Abstract
Purpose
To determine whether 24-h IOP monitoring can be a predictor for glaucoma progression and to analyze the inter-eye relationship of IOP, perfusion, and progression parameters.
Methods
We extracted data from manually drawn IOP curves with HIOP-Reader, a software suite we developed. The relationship between measured IOPs and mean ocular perfusion pressures (MOPP) to retinal nerve fiber layer (RNFL) thickness was analyzed. We determined the ROC curves for peak IOP (Tmax), average IOP(Tavg), IOP variation (IOPvar), and historical IOP cut-off levels to detect glaucoma progression (rate of RNFL loss). Bivariate analysis was also conducted to check for various inter-eye relationships.
Results
Two hundred seventeen eyes were included. The average IOP was 14.8 ± 3.5 mmHg, with a 24-h variation of 5.2 ± 2.9 mmHg. A total of 52% of eyes with RNFL progression data showed disease progression. There was no significant difference in Tmax, Tavg, and IOPvar between progressors and non-progressors (all p > 0.05).
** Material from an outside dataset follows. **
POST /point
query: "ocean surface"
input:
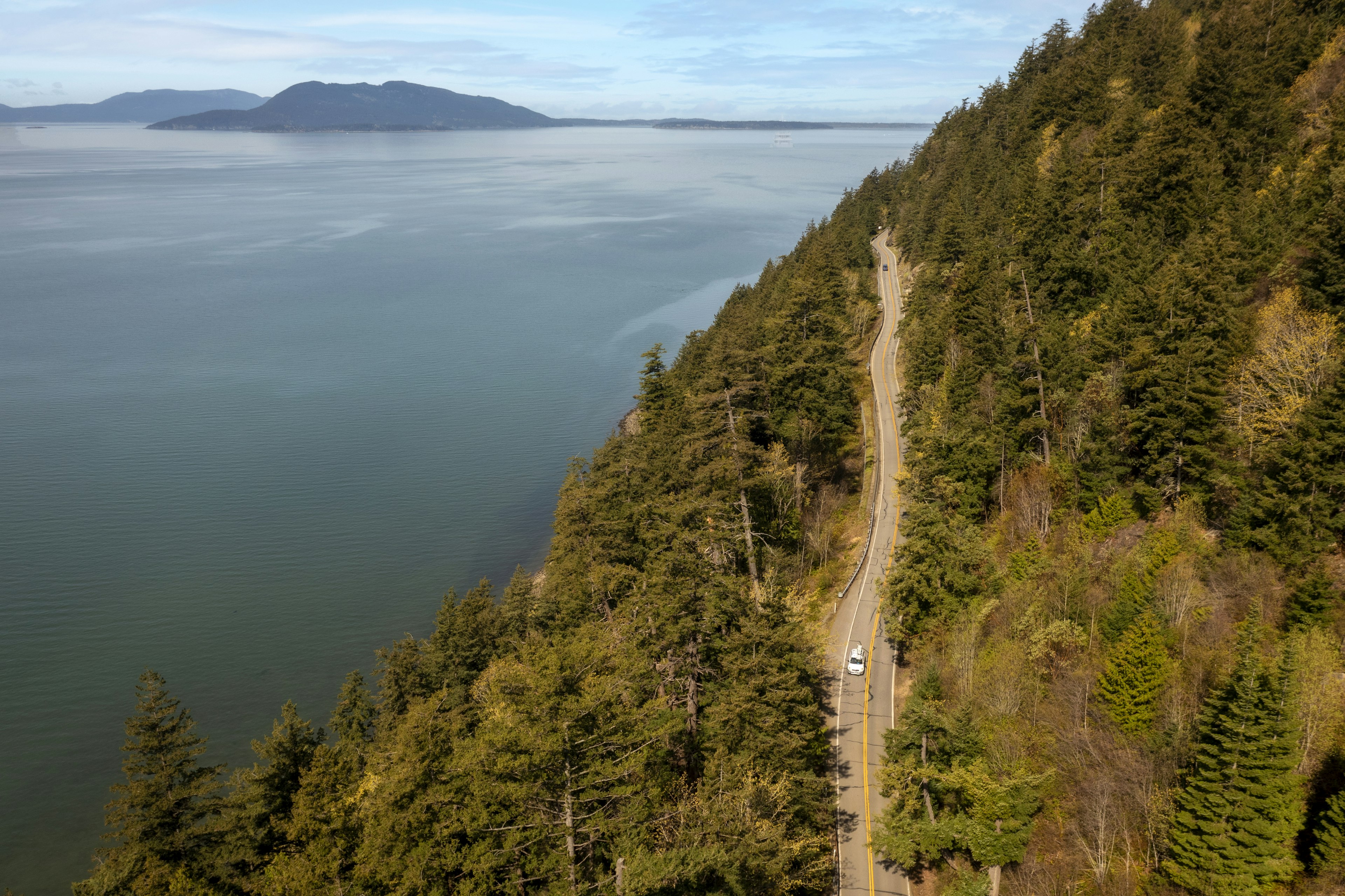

Except for Tavg and the temporal RNFL, there was no correlation between disease progression in any quadrant and Tmax, Tavg, and IOPvar. Twenty-four-hour and outpatient IOP variables had poor sensitivities and specificities in detecting disease progression. The correlation of inter-eye parameters was moderate; correlation with disease progression was weak.
Conclusion
In line with our previous study, IOP data obtained during a single visit (outpatient or inpatient monitoring) make for a poor diagnostic tool, no matter the method deployed. Glaucoma progression and perfusion pressure in left and right eyes correlated weakly to moderately with each other.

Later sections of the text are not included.